We married in December, 1954 and had three children — Karyn, Martin and Nathan. Karyn is married to Daniel Globerman and they have three children — Adam, Noah and Simmie. She is a physiotherapist and he is a psychiatrist. Adam is now a physician, Noah is in law school, and Simmie has graduated from university. Martin graduated from Dalhousie Law School in 1985 and is a fine lawyer, in practice with me. He is married to Randee (Forrester), a social worker, and they also have three children — Ethan, Jesse and Jayden. All three want to be lawyers! We lost our son Nathan on November 13, 1982 when he was killed by a drunk driver. Nathan's loss was devastating to us all.
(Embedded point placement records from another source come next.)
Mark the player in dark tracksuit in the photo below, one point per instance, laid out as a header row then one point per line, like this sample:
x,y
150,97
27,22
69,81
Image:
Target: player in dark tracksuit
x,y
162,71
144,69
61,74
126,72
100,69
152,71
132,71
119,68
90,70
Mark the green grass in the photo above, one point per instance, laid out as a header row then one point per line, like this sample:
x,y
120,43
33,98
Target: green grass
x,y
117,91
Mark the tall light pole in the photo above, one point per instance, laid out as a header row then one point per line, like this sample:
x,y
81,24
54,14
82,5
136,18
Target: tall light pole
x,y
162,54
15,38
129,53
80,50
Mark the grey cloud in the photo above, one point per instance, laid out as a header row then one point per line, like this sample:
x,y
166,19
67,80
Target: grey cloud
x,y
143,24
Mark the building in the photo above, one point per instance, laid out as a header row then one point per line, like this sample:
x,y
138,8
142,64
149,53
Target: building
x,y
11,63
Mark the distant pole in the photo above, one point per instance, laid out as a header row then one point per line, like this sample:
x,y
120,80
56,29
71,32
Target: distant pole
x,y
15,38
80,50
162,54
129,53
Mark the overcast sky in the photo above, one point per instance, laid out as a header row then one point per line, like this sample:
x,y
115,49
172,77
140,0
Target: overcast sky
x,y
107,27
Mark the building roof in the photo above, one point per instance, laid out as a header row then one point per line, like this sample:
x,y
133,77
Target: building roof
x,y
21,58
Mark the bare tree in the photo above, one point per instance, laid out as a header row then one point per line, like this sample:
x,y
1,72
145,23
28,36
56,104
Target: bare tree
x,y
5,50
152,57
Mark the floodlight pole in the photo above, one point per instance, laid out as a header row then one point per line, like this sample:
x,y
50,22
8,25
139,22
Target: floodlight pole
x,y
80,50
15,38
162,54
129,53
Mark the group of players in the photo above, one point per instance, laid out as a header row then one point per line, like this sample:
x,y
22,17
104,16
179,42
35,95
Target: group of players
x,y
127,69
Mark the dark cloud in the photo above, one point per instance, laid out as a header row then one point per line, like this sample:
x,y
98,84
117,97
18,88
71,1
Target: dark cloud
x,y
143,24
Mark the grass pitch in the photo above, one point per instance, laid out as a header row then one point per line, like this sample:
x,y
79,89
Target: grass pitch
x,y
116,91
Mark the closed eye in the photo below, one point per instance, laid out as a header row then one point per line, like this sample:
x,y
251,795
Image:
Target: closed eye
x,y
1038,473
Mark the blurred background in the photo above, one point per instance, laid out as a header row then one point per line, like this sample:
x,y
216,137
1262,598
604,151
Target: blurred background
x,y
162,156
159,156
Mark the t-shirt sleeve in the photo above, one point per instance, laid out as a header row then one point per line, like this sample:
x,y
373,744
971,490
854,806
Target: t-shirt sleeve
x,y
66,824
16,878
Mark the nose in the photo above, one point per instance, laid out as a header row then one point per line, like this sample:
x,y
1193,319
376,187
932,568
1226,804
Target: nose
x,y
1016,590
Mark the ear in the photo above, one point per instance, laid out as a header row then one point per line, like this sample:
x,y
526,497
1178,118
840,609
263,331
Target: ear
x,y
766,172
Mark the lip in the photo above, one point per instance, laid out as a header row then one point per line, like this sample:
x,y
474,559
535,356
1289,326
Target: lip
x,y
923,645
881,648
He was a sweet and kind human being and we often think "what could have been..?" Sylvia and I became very active with Citizens Against Impaired Drivers (CAID, later MADD) and I persistently lobbied government to ensure that driving and drinking laws were changed, both Provincially and Federally.
Today I continue to work hard. I am presently involved in an intriguing project involving new agricultural technology which will ultimately, economically and otherwise, benefit the agriculture community... my father having been a farmer, in reality it is coming full circle. It may very well be my legacy.